When I first heard that Obsidian’s new role-playing game was only 30-40 hours long, I let out a sigh of relief. A very good game that didn’t weigh me down with filler content for the sake of being able to add hours to its playtime? Sign me the hell up. Now that I’ve actually played the game, though, I’ve come to realize that this pragmatic philosophy can be found throughout the experience, in a number of small but brilliant design decisions.
The first thing that I noticed was that, while The Outer Worlds features locking and hacking, unlike most games, it doesn’t bog you down with a silly mini game to do it. If you have a high enough stat, or if you have the right tools, you just press and hold a button for a couple of seconds and voila: you did the thing. That’s it. That’s the whole idea.
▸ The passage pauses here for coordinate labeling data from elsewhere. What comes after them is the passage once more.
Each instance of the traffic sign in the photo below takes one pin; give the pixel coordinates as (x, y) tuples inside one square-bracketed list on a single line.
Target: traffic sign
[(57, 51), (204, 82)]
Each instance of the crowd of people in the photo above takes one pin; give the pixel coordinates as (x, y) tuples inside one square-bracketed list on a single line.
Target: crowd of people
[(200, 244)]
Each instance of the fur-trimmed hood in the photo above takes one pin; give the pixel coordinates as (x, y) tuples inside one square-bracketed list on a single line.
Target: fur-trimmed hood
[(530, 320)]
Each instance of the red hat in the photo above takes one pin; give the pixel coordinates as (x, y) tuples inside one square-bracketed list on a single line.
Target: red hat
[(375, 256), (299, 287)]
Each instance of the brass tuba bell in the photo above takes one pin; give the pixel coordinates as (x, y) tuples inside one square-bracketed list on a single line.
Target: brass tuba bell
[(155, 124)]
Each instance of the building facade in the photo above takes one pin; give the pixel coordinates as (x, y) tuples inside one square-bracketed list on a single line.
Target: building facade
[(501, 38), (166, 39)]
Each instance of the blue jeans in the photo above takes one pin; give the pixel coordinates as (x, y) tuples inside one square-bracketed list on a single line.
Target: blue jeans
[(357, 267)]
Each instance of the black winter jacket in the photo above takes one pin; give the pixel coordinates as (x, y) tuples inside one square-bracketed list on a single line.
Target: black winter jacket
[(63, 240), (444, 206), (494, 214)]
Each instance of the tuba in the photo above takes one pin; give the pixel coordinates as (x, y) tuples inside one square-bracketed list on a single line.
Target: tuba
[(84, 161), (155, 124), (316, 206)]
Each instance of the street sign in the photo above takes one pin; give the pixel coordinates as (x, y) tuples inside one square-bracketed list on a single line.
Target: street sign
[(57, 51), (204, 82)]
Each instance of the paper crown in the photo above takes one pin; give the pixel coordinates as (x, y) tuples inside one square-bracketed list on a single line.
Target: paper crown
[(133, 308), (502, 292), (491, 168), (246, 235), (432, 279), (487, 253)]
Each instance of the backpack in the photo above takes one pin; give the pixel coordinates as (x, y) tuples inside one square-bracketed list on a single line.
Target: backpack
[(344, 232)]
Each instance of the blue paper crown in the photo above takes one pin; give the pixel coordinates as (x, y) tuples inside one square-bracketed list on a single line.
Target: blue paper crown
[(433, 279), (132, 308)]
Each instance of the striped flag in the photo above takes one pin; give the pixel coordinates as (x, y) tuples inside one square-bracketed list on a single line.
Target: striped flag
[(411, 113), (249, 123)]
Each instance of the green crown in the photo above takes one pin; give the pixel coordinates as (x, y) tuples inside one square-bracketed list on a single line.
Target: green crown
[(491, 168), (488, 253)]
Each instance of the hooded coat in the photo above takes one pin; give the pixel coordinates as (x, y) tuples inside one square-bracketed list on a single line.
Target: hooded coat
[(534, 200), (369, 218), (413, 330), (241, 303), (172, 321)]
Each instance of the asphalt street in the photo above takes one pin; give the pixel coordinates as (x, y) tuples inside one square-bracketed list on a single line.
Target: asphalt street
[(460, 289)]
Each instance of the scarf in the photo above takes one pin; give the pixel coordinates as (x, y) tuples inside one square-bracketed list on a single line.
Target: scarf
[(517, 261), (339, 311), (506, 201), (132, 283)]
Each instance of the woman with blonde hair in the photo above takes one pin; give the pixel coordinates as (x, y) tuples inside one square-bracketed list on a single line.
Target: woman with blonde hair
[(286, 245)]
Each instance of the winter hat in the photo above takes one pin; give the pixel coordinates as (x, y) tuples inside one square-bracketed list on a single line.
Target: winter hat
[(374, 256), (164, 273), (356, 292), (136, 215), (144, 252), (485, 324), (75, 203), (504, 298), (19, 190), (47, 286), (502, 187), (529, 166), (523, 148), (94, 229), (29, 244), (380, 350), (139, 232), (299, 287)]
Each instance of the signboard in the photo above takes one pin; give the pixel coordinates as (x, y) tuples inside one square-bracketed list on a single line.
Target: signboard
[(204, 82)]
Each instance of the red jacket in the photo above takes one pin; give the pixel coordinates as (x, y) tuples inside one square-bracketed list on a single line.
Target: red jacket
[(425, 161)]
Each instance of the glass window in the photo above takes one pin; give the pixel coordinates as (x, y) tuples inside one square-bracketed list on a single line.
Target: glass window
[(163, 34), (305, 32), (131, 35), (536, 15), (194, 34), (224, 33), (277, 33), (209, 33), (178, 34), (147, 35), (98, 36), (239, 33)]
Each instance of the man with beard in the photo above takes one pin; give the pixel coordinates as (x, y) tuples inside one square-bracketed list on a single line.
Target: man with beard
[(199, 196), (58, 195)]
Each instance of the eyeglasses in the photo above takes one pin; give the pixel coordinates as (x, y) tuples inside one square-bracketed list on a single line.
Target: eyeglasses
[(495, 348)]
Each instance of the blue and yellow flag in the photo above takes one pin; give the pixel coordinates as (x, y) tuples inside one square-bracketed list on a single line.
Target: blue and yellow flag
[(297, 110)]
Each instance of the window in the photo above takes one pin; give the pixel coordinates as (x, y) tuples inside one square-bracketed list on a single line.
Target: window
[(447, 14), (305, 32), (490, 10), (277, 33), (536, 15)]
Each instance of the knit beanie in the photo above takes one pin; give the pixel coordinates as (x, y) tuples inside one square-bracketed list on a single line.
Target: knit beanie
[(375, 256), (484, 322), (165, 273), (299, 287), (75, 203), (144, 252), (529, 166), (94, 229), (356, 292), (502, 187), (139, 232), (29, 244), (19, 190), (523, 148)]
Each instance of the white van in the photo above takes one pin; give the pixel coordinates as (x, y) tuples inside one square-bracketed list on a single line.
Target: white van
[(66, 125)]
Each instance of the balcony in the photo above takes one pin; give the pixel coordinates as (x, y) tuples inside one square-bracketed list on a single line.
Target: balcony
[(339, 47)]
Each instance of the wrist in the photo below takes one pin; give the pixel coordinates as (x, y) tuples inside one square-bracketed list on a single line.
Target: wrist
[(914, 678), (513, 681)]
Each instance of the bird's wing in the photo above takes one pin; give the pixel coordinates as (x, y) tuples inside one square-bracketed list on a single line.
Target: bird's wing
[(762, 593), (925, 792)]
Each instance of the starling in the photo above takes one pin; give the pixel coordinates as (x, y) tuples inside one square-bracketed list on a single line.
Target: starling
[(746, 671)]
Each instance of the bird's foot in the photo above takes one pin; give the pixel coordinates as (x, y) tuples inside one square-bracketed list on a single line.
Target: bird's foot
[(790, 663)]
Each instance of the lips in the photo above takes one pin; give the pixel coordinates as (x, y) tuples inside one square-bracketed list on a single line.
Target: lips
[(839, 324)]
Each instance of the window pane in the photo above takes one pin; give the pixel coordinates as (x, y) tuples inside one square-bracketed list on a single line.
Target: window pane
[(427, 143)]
This probably sounds like a tiny detail, but I can’t help but wonder how many hours of my life I’ve wasted doing hacking and lock picking mini games that didn’t add anything to the experience, other than tedium. I enjoyed the brain teasing aspect of discovering the right word in Fallout’s hacking game, for instance, but eventually I just started using one of the many online tools that would outright tell you what the right answer was. After a few hundred times of doing the same thing, anything becomes boring. The Outer Worlds doesn’t even bother. Can your character do it, technically speaking? Great, press the button, let’s get to the interesting part of the game now.
Another thing I love about The Outer Worlds is that it makes inventory management a breeze. You can sort your items by value, which is a godsend. You can also earn a perk early on in the game that allows you to fast travel even while over encumbered, and it’s a feature that, as a character who steals nearly everything, I value deeply. No more spending ages trying to figure out what to carry, what to sell, and what to keep. I don’t really have to think about inventory much at all now. I also enjoy the fact you can just … walk through your companions. No more getting stuck in random places because the AI won’t move! I could cry.
And then there’s the quest log, which breaks down every step of what’s happened thus far, in terms of what you’ve done and who you’ve spoken to. Given the huge number of quests that you’re given almost immediately, I appreciate that the game knows I probably won’t be able to hold all of the information in my head at once.
Instead, The Outer Worlds seems to do everything in its power to remove friction from the experience, instead opting to get me back into the action as quickly and as smoothly as possible. Going back to other games that aren’t as thoughtful about the small things is going to be hard after this.